For years now I've noticed that my happiest poly experiences involve partners who are comfortable with and enjoy sharing time with others important in my life. Yes, I absolutely enjoy and prioritize solo time as well, but someone who really likes to do things together with my child and my other partner(s) has a significant leg up on gaining additional levels of intimacy and access to my heart, among other bits. ;)
One of the things I've been enjoying lately has been watching the new HBO series, Game of Thrones with S, D and S's other partner, A. We'll do some BBQ, talk about things of import in our lives, and snuggle on the couch together while enjoying the complex storyline of the show, along with the T&A often found in such HBO originals! There's a bit of racy energy, but it's more a companionable vibe that is building appreciation of each other as individuals, the ties shared with mutual partners, and that extended family thing that is so deeply satisfying to me.
Some conversations are deeply personal, and the openness and trust shown is intimacy-building for me. While I have many community connections, letting people in closer feels more risky, so being able to take these little steps together, one meal, one episode, one hug, one discussion at a time, eases those fears.
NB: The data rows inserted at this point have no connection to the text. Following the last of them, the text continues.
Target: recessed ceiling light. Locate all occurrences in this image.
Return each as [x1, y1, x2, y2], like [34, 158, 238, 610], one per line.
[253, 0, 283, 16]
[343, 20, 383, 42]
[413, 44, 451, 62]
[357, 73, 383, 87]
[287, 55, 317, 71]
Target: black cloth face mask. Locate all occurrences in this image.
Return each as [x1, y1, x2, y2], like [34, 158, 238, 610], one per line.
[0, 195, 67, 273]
People wonder how to build compersion? This is where it's at for me! Expend the time and energy to get to know your metamours. Start with happy healthy relationships, find something enjoyable for everyone to do together, and enjoy the fallout. Shared time isn't for everyone, but for those of us who like a more extended family or close community model of poly, it's an important building block.
6 comments:
The small, impromptu "get togethers" are often overlooked as ways to solidify a poly relationship. Hanging out together without an agenda is a way for our triad to rebuild emotional ties. Thanks for introducing me to the term "compersion" - the opposite of jealousy!
I usually only date people who can handle "shared time" because otherwise, things get really difficult.
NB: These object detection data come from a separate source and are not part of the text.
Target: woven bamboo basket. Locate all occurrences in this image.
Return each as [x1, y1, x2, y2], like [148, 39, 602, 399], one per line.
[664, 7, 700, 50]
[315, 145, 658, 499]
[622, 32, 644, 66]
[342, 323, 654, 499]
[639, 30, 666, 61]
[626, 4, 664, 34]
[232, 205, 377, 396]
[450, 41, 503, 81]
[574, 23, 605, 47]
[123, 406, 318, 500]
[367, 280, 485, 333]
You are welcome, dave94! What are some of the activities that your triad enjoys together?
Yes Misa, I agree. Doing the "separate sphere" relationships just takes too much bandwidth for me!
Polyfulcrum: some of the spur of the moment things we do: go to a farmers market and pick out foods that might work into subsequent dinner(s) that we have together. On warm days we bike to the beach and share a bottle of wine. We might go on a shopping trip for intimate apparel. Lately, many of our evenings are just sitting on the couch with our ongoing thread of small-talk like how our day went, our interests & concerns. In these little rites there is opportunity for us to share our feelings for each other. If I have any doubts or suspicions about one or the other, they are usually dissipated after we've been together because I get a feeling that they like me as much as I like them.
great topic, close to my heart.So Gina and Misa....so when you meet and decide to date someone...I know that it's good to be up front from the beginning about who you are and what your life is about and what you desire.....so Misa..is that when you ask the question about shared time ?Polyfulcrum, how about you ?And when you are just getting to know someone new....are you on alert about the person's words and behaviors that might indicate that they are not sure if they can do this.....?And honestly, sometimes we meet people and n0 matter what we do, we just don't like them.
So on one hand you may Have to (or do you) cross your fingers when they meet your other partner(s).
And lastly, should this happen, the two of them just don't like each other...what do you do ?If it is your current partner who does not like the new person...what do you do ?Then if the new person does not like your partner ? What on earth does one do ?
Just discovered your blog, I couldn't agree more about finding the wonderful little things we can do as a group. It's truly euphoric experience, last night we all dog piled and watched Zombie Land together.